CONSUMER confidence plummeted to an all-time low in February, according to a Nationwide survey released today.
The survey’s headline measure of morale on the high street collapsed by 10 points, as households continue to feel the squeeze.
The headline index dropped to a score of 38, from 48 in January. At the same time last year it was significantly higher, measuring 82 points.
“Consumer confidence has now reached its lowest level in the survey’s history, superseding the previous low seen during the recession,” said Nationwide economist Robert Gardner.
“A fall in expectations towards the future was the main factor driving the index down,” Gardner said.
The expectations section of the index – which gauges respondents’ economic expectations six months from now -- flopped to 50 points, from 64 the month before.
Yet even the present situation index fell to its lowest level for 18 months, while the spending index hit its lowest level since the survey began in 2004.

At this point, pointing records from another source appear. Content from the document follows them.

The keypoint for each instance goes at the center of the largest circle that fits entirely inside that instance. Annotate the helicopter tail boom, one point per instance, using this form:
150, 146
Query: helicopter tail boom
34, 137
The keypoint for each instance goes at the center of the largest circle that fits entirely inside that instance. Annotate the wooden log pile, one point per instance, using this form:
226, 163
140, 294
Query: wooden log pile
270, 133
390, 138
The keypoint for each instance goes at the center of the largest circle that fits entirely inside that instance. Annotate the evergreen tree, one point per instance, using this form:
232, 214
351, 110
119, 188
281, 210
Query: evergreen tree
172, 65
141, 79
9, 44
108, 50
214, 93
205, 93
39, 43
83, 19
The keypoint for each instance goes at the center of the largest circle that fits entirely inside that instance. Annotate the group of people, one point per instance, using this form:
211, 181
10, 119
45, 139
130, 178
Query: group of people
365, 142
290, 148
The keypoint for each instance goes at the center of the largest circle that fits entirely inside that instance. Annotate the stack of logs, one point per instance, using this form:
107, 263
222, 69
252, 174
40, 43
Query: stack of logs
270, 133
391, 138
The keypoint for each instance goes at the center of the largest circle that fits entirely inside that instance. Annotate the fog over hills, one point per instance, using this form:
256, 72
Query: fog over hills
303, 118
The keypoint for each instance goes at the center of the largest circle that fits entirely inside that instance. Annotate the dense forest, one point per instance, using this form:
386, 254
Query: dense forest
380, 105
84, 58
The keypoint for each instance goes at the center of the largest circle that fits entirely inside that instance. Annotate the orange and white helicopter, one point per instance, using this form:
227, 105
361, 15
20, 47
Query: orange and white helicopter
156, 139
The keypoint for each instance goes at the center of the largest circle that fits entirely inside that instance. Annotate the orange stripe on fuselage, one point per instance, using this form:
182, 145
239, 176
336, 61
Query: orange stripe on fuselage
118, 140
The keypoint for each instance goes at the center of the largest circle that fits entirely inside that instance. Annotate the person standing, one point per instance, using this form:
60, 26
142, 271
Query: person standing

The spending index fell by 18 points in February, to a score of 52.
The proportion of consumers who believe now is a good time to buy household goods is just over a fifth (21 per cent), dropping by 14 per cent on the previous month. Meanwhile, the proportion feeling now is a good time for purchases fell three per cent.
“Inflation is showing few signs of easing, and high fuel prices and the VAT increase have further eroded disposable incomes in recent months,” Gardner added.